In this article, we will look at the 10 Best Stocks That Beat Earnings Estimates.
Stocks that beat earnings estimates stand out because they do more than clear a quarterly hurdle. They signal that a company is executing better than the market expected, whether through stronger demand, better margins, or sharper cost control. Earnings beats are important in a market where investors have become more selective and less willing to accept weak results. A Franklin Templeton article states that, “Investment opportunities increased as the market broadened, and corporate earnings growth exceeded expectations.” Earnings beats tend to matter more when leadership is widening, and investors are looking beyond the usual names.

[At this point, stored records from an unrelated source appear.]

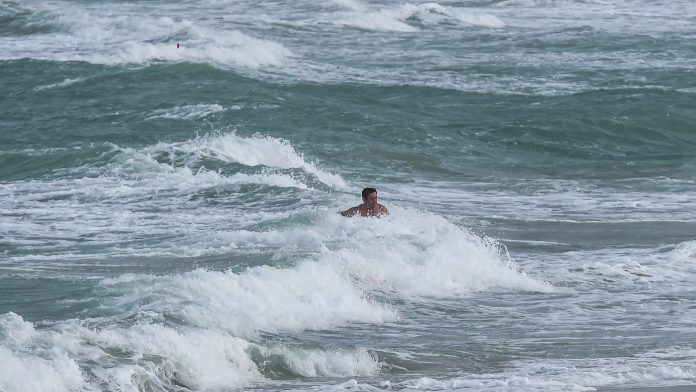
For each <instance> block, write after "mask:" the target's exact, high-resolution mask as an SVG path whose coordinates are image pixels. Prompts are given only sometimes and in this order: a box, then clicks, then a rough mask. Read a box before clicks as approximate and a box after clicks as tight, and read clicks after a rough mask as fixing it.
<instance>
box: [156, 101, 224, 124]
mask: <svg viewBox="0 0 696 392" xmlns="http://www.w3.org/2000/svg"><path fill="white" fill-rule="evenodd" d="M225 110H226V109H225V108H224V107H223V106H221V105H218V104H198V105H181V106H175V107H173V108H169V109H157V110H155V111H153V112H152V113H151V114H150V116H149V117H147V118H146V120H152V119H156V118H167V119H177V120H200V119H202V118H205V117H208V116H210V115H211V114H214V113H218V112H222V111H225Z"/></svg>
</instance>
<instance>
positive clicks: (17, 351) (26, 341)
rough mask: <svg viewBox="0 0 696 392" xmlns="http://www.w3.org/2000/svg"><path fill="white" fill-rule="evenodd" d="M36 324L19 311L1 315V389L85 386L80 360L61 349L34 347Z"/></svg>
mask: <svg viewBox="0 0 696 392" xmlns="http://www.w3.org/2000/svg"><path fill="white" fill-rule="evenodd" d="M37 338H38V336H37V332H36V329H35V328H34V325H33V324H31V323H29V322H26V321H24V320H23V319H22V317H20V316H18V315H17V314H15V313H12V312H10V313H5V314H2V315H0V362H1V363H2V366H0V390H2V391H37V392H38V391H48V392H69V391H74V390H77V389H81V388H85V387H86V386H87V385H86V383H85V381H84V379H83V378H82V372H81V371H80V369H79V367H78V365H77V363H76V362H75V361H74V360H73V359H72V358H69V357H68V356H67V355H65V353H64V352H61V351H60V350H52V349H50V348H34V345H35V343H36V342H35V340H36V339H37Z"/></svg>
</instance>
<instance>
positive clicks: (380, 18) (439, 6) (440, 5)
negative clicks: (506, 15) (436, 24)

Other asset managers are making a similar case from a forward-looking angle. Fidelity, referring to AI, says “the powerful earnings growth trend it has spurred will continue into 2026,” while also noting that “Valuations point to opportunities.” These firms are suggesting that earnings momentum matters, and that companies delivering better-than-expected results can continue to separate themselves in a market that is hunting for durable growth.
Taken together, these suggest that beating earnings estimates is not just a short-term headline event. It can be a sign that a company has stronger momentum, better positioning, or more resilience than investors had priced in. With that in mind, we will look at the 10 Best Stocks That Beat Earnings Estimates.

Our Methodology
We used the Finviz screener to identify stocks that have recently reported earnings that beat consensus estimates. We then limited our final selection to companies that have recently reported noteworthy developments likely to impact investor sentiment. These stocks are also popular among analysts and elite hedge funds.
Why are we interested in the stocks that hedge funds pile into? The reason is simple: our research has shown that we can outperform the market by imitating the top stock picks of the best hedge funds. Our quarterly newsletter’s strategy selects 14 small-cap and large-cap stocks every quarter and has returned 498.7% since May 2014, beating its benchmark by 303 percentage points (see more details here).
10. Lamb Weston Holdings, Inc. (NYSE:LW)
On April 1, 2026, JPMorgan said Lamb Weston Holdings, Inc. (NYSE:LW) delivered a Q3 EPS beat, driven by stronger-than-expected performance in North America that offset international weakness, higher interest expense, and tax impacts. The firm described the results as “better than feared,” noting the company narrowed its full-year EBITDA guidance while raising the midpoint, signaling stabilization in North America alongside more predictable international pressures. JPMorgan maintained a Neutral rating on the shares.
Earlier that day, Lamb Weston Holdings, Inc. (NYSE:LW) reported Q3 adjusted EPS of 72c versus 61c consensus, with revenue of $1.56B compared to $1.49B consensus. CEO Mike Smith said the quarter was supported by continued strength in North America and disciplined execution, while highlighting ongoing efforts to align supply and demand and manage a competitive international environment.
The company narrowed its FY26 revenue outlook to $6.45B-$6.55B from $6.35B-$6.55B versus $6.53B consensus and adjusted EBITDA guidance to $1.08B-$1.14B from $1B-$1.2B. Lamb Weston also expects $400M in capex and said its outlook reflects currency benefits, tariff impacts, ongoing disruption in parts of the Middle East, and the inclusion of a 53rd week in fiscal 2026.
Lamb Weston Holdings, Inc. (NYSE:LW) produces and markets frozen potato products globally.
9. McCormick & Company, Incorporated (NYSE:MKC)
On April 1, 2026, JPMorgan analyst Thomas Palmer lowered the price target on McCormick & Company, Incorporated (NYSE:MKC) to $64 from $67 and maintained an Overweight rating, noting the company is not receiving the “benefit of the doubt” from investors regarding its food deal.
On March 31, 2026, McCormick & Company, Incorporated (NYSE:MKC) reported Q1 revenue of $1.87B, above the $1.79B consensus estimate. CEO Brendan Foley said the company delivered growth in sales, operating income, and earnings per share, supported by the McCormick de Mexico acquisition and organic growth across both segments, alongside cost discipline that drove margin expansion.
The company reaffirmed its FY26 adjusted EPS guidance of $3.05-$3.13 versus $3.09 consensus and expects revenue growth of 13%-17%, with a projected tax rate of 24%. Management said volumes were in line with expectations and anticipates sequential improvement through the year, supported by brand investments, innovation, and distribution gains.
McCormick & Company, Incorporated (NYSE:MKC) produces and sells spices, seasonings, and related food products globally.